As part of this effort, Lagarde also asserted that governments would likely have to raise the retirement ages of workers to ease pensions expenses, although she acknowledged that “policymakers need to put in place a proper safety net for those who might not be healthy enough to work longer.”
Secondly, Lagarde said, the world needs better tax systems and more efficient public spending. She recommended expanding the use of value-added taxes, wider enforcement of taxes on multinational corporations, and more effective tax compliance in general.
And thirdly, Lagarde asserted, we need to promote economic growth in a variety of ways, from helping women participate in the work force to technological innovation.

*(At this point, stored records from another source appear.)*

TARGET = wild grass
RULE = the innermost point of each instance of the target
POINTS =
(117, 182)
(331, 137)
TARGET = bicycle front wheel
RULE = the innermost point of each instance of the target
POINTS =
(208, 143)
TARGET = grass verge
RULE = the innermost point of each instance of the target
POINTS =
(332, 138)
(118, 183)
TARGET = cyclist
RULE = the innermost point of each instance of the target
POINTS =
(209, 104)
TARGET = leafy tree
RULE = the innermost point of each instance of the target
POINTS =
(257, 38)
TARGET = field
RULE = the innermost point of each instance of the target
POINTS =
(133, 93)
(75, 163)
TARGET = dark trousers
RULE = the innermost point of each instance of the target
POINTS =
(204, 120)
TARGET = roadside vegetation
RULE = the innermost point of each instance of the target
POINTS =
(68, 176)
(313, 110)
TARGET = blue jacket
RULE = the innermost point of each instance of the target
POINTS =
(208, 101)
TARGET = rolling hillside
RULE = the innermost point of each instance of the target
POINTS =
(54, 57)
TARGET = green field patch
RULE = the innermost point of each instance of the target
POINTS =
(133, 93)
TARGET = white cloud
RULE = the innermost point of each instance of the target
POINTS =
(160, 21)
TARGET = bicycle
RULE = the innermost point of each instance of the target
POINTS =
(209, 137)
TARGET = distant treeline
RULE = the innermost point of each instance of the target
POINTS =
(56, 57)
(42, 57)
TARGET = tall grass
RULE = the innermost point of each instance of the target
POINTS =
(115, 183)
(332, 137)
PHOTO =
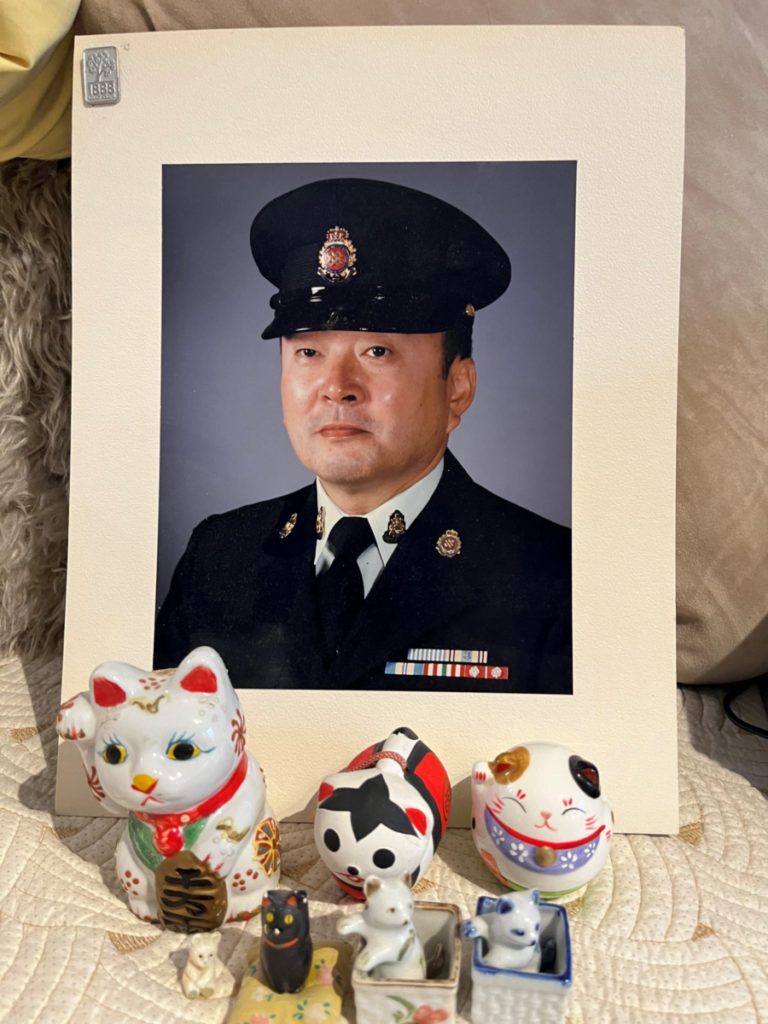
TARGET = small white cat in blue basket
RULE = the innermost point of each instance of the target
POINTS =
(511, 932)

“Higher growth means a fuller public purse and a more potent fiscal policy response to this demographic challenge,” Lagarde explained.
Energy in the room
As part of her second “game changer,” pertaining to taxes and spending, Lagarde put a notable emphasis on energy policy.
"Energy pricing is key, not only for the public purse, but for the planet," Lagarde said. She added: “This means more emphasis on energy taxation and less reliance on energy subsidies.”
Lagarde pointed to new IMF research estimating that global energy subsidies were $5.3 trillion in 2015, equivalent to a whopping 6.5 percent of GDP worldwide.
"This staggering figure, I believe very strongly, needs to come down," Lagarde said.
And after her lecture, Lagarde responded to follow-up questions from Reif, including one about energy and climate change. Today’s youth, Reif observed, constituted “the first generation to truly feel the impact of climate change, and the last that can do something about it.” He added: “What … are the most important steps to take now, and what can the next generation do?”
In response, Lagarde emphasized, "We strongly believe that if subsidies were removed and a carbon price properly set ... that would go a long way toward addressing the climate change issues the world is facing.”
Such policies, in that view, would limit the damage from fossil-fuel emissions, while helping the world experience the continued economic growth it needs to in light of its increasing population.
"Everything is better with growth," Lagarde said.